Ik fietste gisteren langs Tuschinski waar een verkleedfeestje aan de gang was. De trappen stonden vol prachtig aangeklede, knappe, jonge mensen die vol overgave stonden te roken.
“Ik weet het. Gratis reclame voor de industrie. Zolang die taferelen blijven bestaan, hebben ze geen billboards of commercials nodig. Beeldvorming doet meer dan woorden, het is zo intens. Neem nu ook de affiches voor de film Soof 2. Soof die lekker vrolijk ligt te roken. Ook gratis reclame. Dat is zo oneerlijk want wij kunnen onze kant moeilijk laten zien. Mijn patiënten zijn bezig met ziek zijn, met alles wat mogelijk is om hun leven te verlengen. Ik kan je vertellen, als je kotsmisselijk bent van de chemo en bang bent dat je je kinderen niet zult zien opgroeien, heb je geen zin in een televisie-interview. De slachtoffers krijgen geen podium. Al die honderdduizenden zieken en doden, je ziet ze niet. Zij verdwijnen sprakeloos in de anonimiteit.”
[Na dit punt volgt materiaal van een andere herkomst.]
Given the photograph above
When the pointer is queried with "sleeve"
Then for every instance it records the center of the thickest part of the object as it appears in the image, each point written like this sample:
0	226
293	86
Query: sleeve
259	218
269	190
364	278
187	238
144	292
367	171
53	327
Krijg je nog vaak te horen: mijn opa rookte twee pakjes blauwe Gauloises per dag en die is zevenennegentig geworden. Of is dat echt heel erg een jaren negentig opmerking?
“Nee hoor, ik krijg hem vaak. Tijdens lezingen stip ik dat ook aan. Dan laat ik een Youtube- filmpje zien van een moedereend die met tien kleintjes over een rooster in de weg loopt. Dat gaat snel, hoor. Als ze aan de overkant is, heeft ze er nog maar eentje over. In het echt heeft de verkeerspolitie ze allemaal gered. Dat vertel ik er niet bij. Waarom zou ik ook? Zolang de overheid ons bescherming weigert tegen tabaksverslaving is het een overbodig detail.”